Challenging the Boundaries of Medieval Romance: Thomas Chestre’s Lybeaus Desconus
Author(s) -
Renée Ward
Publication year - 2004
Publication title -
florilegium
Language(s) - English
Resource type - Journals
eISSN - 2369-7180
pISSN - 0709-5201
DOI - 10.3138/flor.21.010
Subject(s) - romance , literature , hero , order (exchange) , criticism , composition (language) , middle english , rhyme , identity (music) , history , art , philosophy , poetry , aesthetics , finance , economics
Critics such as M. Mills and Derek Pearsall marginalize English medieval popular romance in comparison to the idealized courtly romance. Pearsall writes that popular romances have "no inviolate identity" (93), a view which Mills shares in his study of Thomas Chestre’s work when he writes that Chestre’s Southern Octavian, Sir Launfal and Lybeaus Desconus are indistinguishable ("Composition" 90). Mills asserts that Chestre corrupts his sources and overuses formulaic phrases characteristic of tail-rhyme romance, and argues that these stylistic features are evidence of Chestre’s authorial inadequacy (Lybeaus 64-65). While recent critics such as Carol Fewster and W. A. Davenport are more generous to Chestre, the unfavourable precedent of Mills still dominates criticism, and indeed, Davenport maintains that Chestre is a "second-rank" writer and that Lybeaus Desconus is his "least successful" work (4, 100). However, a re-examination of Chestre’s Lybeaus Desconus reveals that Chestre is not an inept and inadequate "disour" (Mills, "Reviser" 20), but rather a writer who redefines the popular romance hero and thus the genre through his version of the story of the fair unknown.
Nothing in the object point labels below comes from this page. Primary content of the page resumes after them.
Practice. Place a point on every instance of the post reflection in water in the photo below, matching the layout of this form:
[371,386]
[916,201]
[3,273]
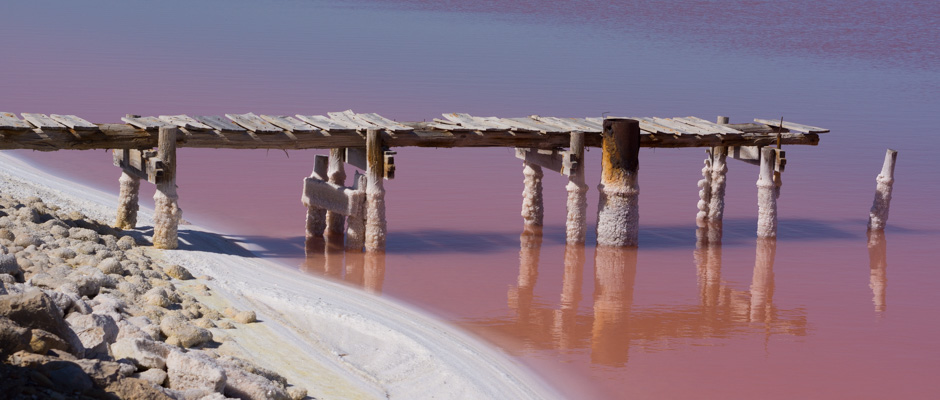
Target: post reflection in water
[326,256]
[607,330]
[878,263]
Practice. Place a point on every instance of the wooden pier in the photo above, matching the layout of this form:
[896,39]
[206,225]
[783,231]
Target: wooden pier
[145,149]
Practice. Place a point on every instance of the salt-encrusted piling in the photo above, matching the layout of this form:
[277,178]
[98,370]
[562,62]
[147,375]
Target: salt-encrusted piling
[878,216]
[576,224]
[767,196]
[167,213]
[128,200]
[356,220]
[532,207]
[316,216]
[335,222]
[618,210]
[878,265]
[762,282]
[375,192]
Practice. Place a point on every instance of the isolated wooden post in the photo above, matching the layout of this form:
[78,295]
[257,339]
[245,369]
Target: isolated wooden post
[316,216]
[375,192]
[128,201]
[766,196]
[618,212]
[532,207]
[878,264]
[878,216]
[337,175]
[576,225]
[167,213]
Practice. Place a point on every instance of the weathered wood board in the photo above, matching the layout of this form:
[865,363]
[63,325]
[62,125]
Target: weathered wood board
[73,122]
[792,126]
[42,121]
[289,123]
[218,123]
[253,123]
[185,122]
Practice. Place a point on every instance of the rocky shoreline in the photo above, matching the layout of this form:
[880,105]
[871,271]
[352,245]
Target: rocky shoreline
[89,311]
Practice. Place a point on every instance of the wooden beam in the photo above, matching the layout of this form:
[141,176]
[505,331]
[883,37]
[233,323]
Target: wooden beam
[559,161]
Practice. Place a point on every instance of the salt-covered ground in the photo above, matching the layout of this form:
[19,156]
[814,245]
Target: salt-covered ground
[335,341]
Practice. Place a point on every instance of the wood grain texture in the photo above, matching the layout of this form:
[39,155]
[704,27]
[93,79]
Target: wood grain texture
[42,121]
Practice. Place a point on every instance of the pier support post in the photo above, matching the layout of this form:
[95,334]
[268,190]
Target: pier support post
[576,224]
[767,196]
[618,212]
[533,210]
[167,213]
[128,201]
[316,216]
[878,216]
[337,175]
[375,192]
[356,222]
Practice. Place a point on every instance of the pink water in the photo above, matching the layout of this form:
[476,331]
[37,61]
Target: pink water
[820,314]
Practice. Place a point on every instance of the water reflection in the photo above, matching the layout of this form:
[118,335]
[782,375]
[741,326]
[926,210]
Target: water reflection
[878,263]
[325,256]
[616,323]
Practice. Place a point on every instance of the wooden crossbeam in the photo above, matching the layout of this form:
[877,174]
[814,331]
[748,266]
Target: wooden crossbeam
[559,161]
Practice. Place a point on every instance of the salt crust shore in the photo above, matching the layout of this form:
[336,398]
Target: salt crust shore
[335,341]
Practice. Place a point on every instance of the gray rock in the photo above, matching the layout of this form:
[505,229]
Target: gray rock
[188,334]
[178,272]
[96,331]
[141,352]
[83,234]
[13,338]
[9,265]
[33,309]
[126,243]
[194,370]
[245,385]
[153,375]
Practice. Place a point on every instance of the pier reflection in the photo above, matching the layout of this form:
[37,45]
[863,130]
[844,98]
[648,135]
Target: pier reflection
[325,256]
[878,265]
[617,321]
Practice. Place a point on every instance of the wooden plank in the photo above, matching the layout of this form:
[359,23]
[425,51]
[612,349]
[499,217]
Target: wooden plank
[9,121]
[146,122]
[346,119]
[447,125]
[42,121]
[680,126]
[571,124]
[645,126]
[748,154]
[537,125]
[356,156]
[559,161]
[289,123]
[185,122]
[218,123]
[705,124]
[73,122]
[323,123]
[253,123]
[467,121]
[383,122]
[792,126]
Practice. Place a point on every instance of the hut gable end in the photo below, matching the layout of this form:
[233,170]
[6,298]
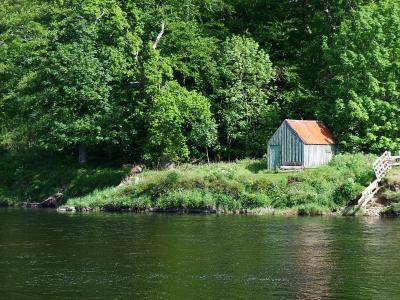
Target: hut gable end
[300,143]
[311,132]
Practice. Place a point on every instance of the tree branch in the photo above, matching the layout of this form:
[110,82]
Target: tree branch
[159,36]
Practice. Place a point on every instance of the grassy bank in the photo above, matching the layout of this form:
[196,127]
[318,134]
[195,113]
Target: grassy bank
[242,185]
[33,177]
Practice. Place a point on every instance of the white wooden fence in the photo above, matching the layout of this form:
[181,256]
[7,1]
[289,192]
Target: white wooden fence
[381,166]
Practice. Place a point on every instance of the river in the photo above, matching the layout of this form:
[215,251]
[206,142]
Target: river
[48,255]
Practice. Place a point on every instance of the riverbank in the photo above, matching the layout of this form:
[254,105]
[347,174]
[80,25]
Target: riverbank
[243,186]
[34,176]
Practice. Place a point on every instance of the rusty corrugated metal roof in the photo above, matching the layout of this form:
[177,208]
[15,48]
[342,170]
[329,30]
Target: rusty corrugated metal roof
[312,132]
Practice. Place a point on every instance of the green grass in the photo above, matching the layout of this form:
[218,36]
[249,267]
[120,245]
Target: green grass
[244,185]
[391,193]
[34,177]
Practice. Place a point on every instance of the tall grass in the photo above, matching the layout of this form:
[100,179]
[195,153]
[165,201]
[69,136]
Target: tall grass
[242,185]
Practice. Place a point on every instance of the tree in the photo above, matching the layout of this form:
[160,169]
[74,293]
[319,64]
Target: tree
[245,111]
[362,74]
[204,135]
[172,116]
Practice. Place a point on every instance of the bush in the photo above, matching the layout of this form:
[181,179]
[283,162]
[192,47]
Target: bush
[311,209]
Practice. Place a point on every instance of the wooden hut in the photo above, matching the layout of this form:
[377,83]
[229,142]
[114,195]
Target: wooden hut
[303,143]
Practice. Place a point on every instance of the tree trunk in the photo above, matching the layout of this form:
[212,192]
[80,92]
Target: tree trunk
[82,153]
[208,157]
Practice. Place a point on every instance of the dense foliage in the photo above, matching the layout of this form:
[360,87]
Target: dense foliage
[172,81]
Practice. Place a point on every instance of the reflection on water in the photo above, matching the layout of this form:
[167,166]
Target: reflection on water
[59,256]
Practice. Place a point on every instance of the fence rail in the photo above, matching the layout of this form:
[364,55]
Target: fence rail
[381,166]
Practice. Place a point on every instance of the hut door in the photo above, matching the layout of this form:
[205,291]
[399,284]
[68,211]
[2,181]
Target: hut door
[275,156]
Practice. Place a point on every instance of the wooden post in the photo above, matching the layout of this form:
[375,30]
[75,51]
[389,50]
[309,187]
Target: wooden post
[82,153]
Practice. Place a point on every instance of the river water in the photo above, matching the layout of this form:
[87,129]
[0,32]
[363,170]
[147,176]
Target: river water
[47,255]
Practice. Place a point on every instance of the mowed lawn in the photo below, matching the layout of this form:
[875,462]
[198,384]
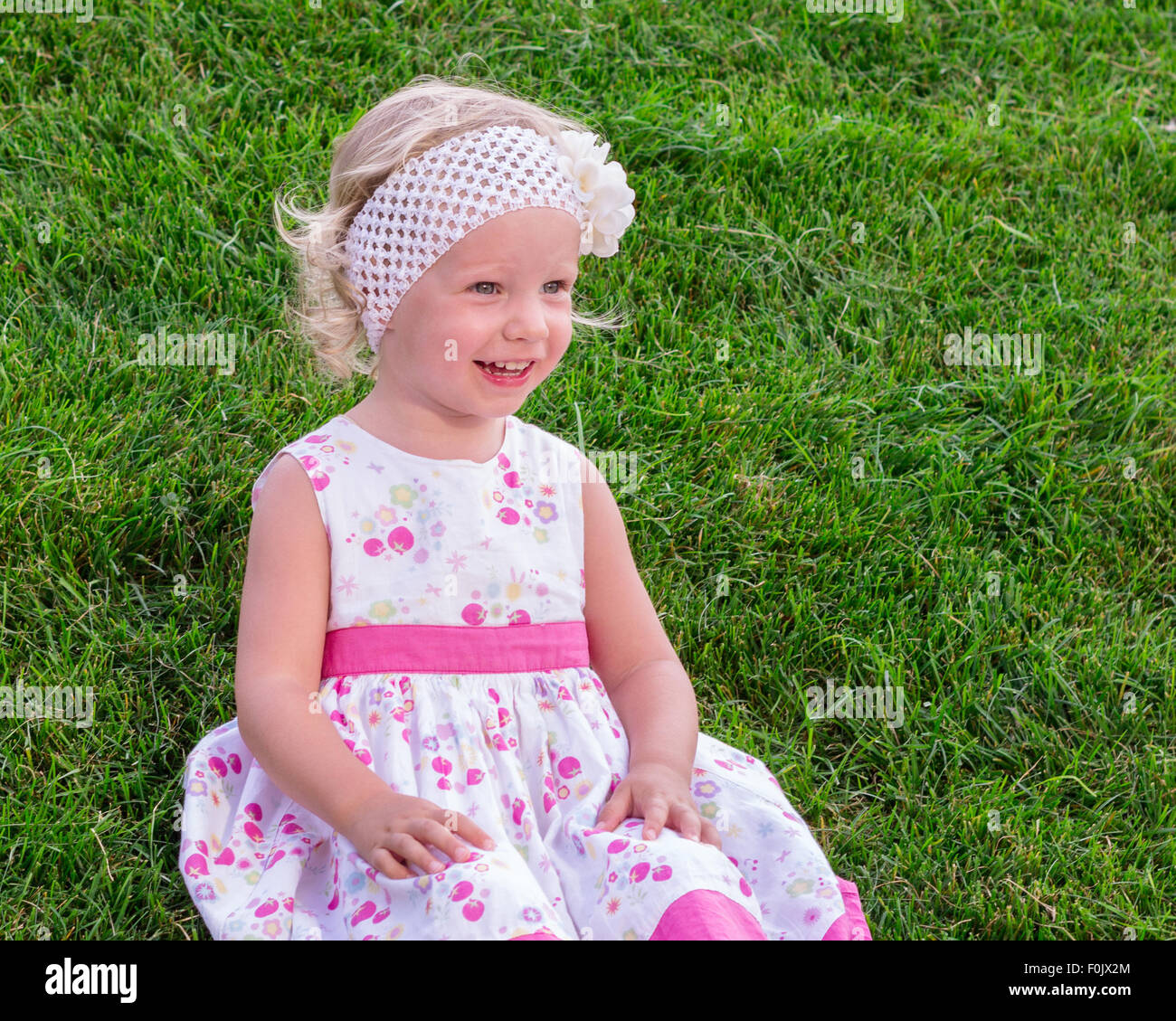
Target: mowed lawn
[823,499]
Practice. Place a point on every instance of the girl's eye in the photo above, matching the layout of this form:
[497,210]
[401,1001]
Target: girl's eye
[563,285]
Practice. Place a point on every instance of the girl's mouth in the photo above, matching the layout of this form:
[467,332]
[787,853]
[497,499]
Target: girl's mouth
[505,376]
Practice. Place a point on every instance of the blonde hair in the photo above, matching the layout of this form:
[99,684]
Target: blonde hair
[422,114]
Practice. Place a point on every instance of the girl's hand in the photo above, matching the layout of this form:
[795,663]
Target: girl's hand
[661,797]
[392,832]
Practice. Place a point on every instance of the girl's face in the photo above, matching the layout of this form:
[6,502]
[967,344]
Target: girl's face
[501,293]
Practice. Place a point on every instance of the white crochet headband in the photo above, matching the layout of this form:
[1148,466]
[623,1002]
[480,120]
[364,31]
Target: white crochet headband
[439,196]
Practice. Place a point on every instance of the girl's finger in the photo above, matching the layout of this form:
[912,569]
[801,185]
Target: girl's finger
[655,818]
[614,810]
[467,829]
[384,863]
[687,821]
[710,834]
[413,851]
[445,840]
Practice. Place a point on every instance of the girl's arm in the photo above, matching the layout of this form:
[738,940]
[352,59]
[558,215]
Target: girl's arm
[281,636]
[628,648]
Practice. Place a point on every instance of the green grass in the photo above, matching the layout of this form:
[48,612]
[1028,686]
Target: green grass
[1016,704]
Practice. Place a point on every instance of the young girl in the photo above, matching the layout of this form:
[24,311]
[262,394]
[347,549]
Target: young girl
[459,715]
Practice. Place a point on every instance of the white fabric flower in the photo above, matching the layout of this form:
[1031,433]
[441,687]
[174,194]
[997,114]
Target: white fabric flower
[601,187]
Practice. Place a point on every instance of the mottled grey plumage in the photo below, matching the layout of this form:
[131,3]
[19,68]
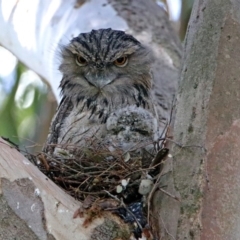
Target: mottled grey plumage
[107,93]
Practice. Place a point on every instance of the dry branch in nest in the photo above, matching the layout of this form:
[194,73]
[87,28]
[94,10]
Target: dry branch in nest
[116,181]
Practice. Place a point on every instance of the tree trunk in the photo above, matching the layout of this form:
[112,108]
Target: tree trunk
[32,206]
[206,169]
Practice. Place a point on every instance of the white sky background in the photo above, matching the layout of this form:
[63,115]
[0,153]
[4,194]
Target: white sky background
[8,61]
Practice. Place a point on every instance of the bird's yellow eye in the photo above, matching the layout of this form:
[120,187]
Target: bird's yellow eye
[121,62]
[81,61]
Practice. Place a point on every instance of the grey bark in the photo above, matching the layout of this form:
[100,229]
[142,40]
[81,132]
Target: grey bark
[206,169]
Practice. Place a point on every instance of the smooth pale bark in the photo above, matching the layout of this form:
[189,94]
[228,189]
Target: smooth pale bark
[206,172]
[33,30]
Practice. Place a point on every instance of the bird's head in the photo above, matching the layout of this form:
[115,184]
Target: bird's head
[106,62]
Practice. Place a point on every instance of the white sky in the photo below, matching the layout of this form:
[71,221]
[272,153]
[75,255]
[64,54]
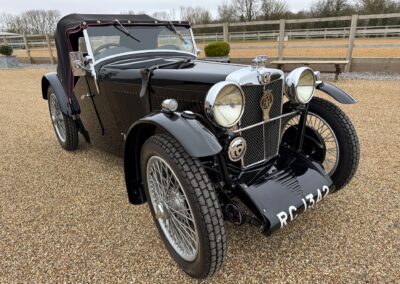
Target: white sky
[117,6]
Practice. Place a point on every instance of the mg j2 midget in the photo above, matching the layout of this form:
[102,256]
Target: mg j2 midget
[202,142]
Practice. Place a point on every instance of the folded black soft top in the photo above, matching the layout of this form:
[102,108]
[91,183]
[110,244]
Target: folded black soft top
[69,29]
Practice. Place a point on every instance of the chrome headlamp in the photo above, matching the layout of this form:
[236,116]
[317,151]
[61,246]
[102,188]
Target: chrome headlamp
[224,104]
[300,85]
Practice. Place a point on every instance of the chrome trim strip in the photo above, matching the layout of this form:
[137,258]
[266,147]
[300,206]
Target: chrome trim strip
[264,122]
[212,96]
[145,51]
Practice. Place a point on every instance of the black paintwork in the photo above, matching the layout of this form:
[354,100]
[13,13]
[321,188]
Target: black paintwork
[336,93]
[122,109]
[289,179]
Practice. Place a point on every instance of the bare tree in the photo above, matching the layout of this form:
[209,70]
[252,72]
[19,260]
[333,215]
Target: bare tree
[377,6]
[246,10]
[226,12]
[196,15]
[164,15]
[274,9]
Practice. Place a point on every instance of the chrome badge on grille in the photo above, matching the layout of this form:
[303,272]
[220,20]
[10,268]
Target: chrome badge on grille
[266,103]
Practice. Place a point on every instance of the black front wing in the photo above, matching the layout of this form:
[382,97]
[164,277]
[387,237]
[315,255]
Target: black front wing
[288,186]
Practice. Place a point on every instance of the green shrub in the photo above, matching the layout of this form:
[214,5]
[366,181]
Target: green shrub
[6,50]
[219,48]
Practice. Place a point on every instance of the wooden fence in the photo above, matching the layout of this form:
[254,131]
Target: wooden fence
[282,35]
[41,48]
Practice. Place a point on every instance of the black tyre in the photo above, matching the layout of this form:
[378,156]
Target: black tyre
[330,139]
[184,206]
[64,126]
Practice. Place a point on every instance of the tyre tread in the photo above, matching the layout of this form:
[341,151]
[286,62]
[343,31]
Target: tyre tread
[205,195]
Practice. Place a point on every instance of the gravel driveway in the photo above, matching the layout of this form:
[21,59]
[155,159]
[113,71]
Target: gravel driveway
[65,217]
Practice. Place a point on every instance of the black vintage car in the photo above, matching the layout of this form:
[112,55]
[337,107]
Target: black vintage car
[202,142]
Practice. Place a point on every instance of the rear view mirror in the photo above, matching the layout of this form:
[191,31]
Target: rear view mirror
[77,63]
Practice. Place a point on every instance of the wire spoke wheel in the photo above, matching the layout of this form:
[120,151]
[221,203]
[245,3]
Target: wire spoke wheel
[57,118]
[172,208]
[326,136]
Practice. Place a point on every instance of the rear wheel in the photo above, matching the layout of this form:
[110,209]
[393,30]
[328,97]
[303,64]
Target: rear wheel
[330,138]
[184,206]
[64,126]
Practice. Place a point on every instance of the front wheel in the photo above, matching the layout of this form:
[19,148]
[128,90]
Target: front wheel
[330,138]
[184,206]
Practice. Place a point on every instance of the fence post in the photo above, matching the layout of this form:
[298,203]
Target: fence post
[281,44]
[225,28]
[28,52]
[50,50]
[352,36]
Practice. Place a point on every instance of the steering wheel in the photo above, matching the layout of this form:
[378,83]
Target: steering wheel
[105,46]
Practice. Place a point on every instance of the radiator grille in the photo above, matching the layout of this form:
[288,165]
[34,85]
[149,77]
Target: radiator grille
[262,140]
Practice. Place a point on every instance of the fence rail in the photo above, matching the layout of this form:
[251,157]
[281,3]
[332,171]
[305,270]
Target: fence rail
[350,32]
[43,46]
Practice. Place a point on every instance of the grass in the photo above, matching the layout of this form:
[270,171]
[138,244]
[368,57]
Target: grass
[65,216]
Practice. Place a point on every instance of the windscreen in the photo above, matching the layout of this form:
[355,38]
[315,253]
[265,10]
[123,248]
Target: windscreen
[113,40]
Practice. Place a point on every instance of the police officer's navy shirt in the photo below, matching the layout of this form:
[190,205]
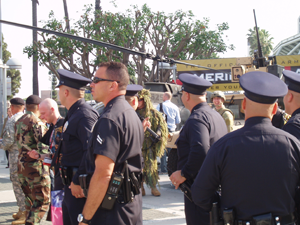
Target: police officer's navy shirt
[257,167]
[293,124]
[118,135]
[204,127]
[80,120]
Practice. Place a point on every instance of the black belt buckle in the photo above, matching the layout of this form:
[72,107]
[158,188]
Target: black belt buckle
[264,219]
This paper focuses on two arguments presented by Mills as key evidence of Chestre’s ineptness in order to demonstrate how Chestre successfully rewrites and therefore challenges the tradition of medieval popular romance: passages in Lybeaus that Mills consider corruptions of source material, and a formulaic expression that Mills classifies as an example of Chestre’s limited and overused vocabulary.